The Microtox assay, a bioluminescence inhibition assay with the marine bacterium Aliivibrio fischeri, is one of the most popular bioassays for assessing the cytotoxicity of organic chemicals, mixtures and environmental samples. Most environmental chemicals act as baseline toxicants in this short-term screening assay, which is typically run with only 30 min of exposure duration. Numerous Quantitative Structure-Activity Relationships (QSARs) exist for the Microtox assay for nonpolar and polar narcosis. However, typical water pollutants, which have highly diverse structures covering a wide range of hydrophobicity and speciation from neutral to anionic and cationic, are often outside the applicability domain of these QSARs. To include all types of environmentally relevant organic pollutants we developed a general baseline toxicity QSAR using liposome-water distribution ratios as descriptors.

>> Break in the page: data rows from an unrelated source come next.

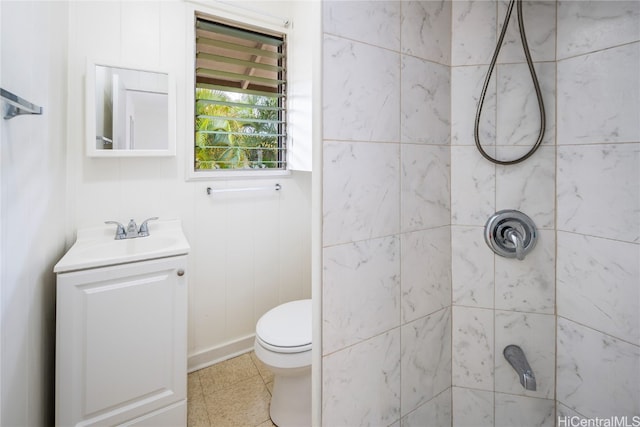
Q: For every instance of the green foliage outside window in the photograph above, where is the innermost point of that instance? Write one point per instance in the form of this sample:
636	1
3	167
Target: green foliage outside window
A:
237	131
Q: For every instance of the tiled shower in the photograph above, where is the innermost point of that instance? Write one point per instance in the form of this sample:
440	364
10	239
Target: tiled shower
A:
416	308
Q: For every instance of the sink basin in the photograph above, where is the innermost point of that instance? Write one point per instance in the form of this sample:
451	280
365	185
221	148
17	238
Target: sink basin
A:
97	247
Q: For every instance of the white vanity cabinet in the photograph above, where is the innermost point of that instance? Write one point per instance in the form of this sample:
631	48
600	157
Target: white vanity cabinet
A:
121	343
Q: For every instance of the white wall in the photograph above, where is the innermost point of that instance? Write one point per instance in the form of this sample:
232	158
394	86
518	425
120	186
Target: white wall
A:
249	251
33	208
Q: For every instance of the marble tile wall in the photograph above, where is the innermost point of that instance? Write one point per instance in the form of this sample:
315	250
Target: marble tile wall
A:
386	213
498	301
598	203
406	196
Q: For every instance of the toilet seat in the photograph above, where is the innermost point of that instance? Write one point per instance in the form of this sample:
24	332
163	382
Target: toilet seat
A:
286	328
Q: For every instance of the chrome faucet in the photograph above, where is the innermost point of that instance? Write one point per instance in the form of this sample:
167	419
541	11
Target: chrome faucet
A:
132	230
516	358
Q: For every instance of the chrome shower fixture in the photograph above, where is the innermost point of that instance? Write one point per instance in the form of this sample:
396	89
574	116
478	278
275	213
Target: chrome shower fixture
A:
518	361
511	234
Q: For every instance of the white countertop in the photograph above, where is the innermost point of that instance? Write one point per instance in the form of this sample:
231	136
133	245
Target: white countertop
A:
97	247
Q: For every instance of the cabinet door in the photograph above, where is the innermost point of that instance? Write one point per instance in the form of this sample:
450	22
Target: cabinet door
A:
121	350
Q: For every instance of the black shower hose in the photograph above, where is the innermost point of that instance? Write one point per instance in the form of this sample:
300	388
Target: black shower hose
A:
536	86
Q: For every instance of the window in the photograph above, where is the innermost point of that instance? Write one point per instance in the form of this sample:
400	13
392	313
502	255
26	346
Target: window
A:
239	98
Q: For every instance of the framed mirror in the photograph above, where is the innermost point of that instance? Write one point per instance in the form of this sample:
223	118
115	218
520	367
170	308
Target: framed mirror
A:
130	112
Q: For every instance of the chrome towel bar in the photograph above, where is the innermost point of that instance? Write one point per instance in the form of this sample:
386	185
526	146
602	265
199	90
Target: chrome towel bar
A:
210	190
17	106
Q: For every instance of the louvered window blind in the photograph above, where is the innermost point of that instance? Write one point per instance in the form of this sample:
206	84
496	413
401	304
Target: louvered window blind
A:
240	98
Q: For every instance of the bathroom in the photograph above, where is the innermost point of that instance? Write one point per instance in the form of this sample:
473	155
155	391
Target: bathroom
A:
415	335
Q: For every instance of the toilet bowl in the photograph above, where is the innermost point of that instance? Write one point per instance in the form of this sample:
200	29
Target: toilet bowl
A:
283	344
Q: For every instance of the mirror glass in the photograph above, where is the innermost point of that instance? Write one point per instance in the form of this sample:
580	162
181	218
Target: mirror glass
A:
132	114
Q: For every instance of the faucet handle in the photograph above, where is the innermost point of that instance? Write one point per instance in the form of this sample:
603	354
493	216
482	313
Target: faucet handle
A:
144	228
121	233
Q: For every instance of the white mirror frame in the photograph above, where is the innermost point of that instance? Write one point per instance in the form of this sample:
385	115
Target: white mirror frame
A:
90	115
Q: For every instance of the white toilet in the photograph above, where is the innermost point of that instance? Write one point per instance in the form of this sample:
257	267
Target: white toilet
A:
283	344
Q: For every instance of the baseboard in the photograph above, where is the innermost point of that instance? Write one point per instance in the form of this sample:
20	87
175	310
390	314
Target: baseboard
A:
220	353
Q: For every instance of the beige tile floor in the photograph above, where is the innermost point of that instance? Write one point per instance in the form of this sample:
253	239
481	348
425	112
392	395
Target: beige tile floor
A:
235	393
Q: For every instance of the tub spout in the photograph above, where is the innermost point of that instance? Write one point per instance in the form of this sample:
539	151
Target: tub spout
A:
516	358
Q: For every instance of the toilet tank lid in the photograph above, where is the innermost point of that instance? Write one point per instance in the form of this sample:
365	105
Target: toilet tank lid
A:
287	325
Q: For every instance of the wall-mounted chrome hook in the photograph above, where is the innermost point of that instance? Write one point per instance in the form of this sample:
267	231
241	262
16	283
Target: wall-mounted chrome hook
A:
510	234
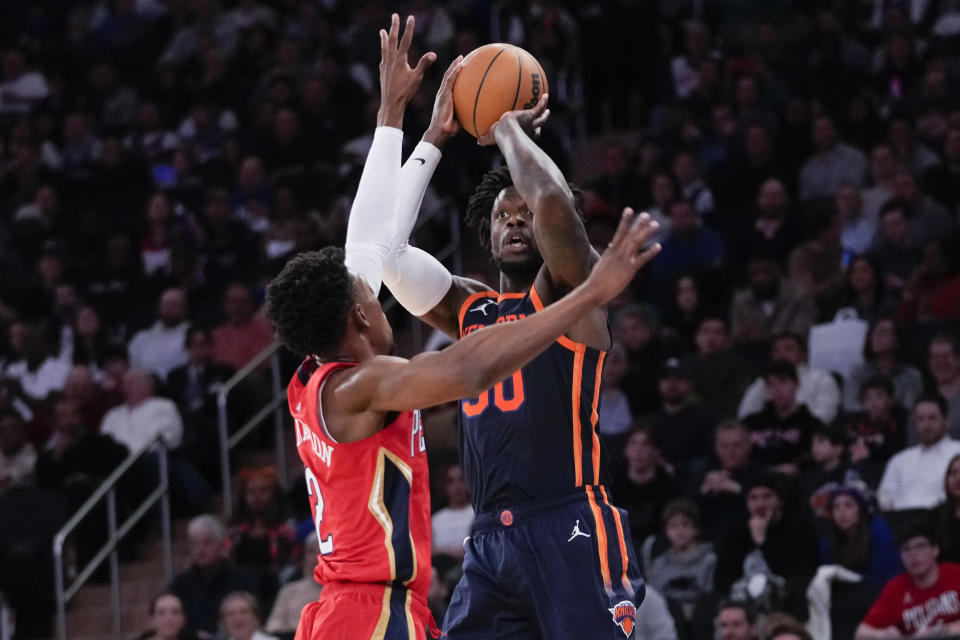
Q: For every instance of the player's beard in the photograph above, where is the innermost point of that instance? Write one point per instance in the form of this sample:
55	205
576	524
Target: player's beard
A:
523	269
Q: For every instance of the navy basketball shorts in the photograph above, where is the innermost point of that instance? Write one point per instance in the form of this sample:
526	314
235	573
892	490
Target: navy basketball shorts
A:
563	568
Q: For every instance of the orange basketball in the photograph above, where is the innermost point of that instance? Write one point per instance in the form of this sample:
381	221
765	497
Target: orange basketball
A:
496	78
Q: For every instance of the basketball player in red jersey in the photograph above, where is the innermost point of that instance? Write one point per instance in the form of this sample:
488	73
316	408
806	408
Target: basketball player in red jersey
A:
355	407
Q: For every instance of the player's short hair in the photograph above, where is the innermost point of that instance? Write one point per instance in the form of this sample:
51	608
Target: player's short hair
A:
308	302
207	523
481	202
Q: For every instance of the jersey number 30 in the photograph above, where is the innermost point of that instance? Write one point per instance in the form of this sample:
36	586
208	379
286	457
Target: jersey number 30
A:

Previous limitations in availability of experimental liposome-water partition constants were overcome by reliable prediction models based on polyparameter linear free energy relationships for neutral chemicals and the COSMOmic model for charged chemicals. With this QSAR and targeted mixture experiments we could demonstrate that ionisable chemicals fall in the applicability domain. Most investigated water pollutants acted as baseline toxicants in this bioassay, with the few outliers identified as uncouplers or reactive toxicants. The main limitation of the Microtox assay is that chemicals with a high melting point and/or high hydrophobicity were outside of the applicability domain because of their low water solubility. We quantitatively derived a solubility cut-off but also demonstrated with mixture experiments that chemicals inactive on their own can contribute to mixture toxicity, which is highly relevant for complex environmental mixtures, where these chemicals may be present at concentrations below the solubility cut-off.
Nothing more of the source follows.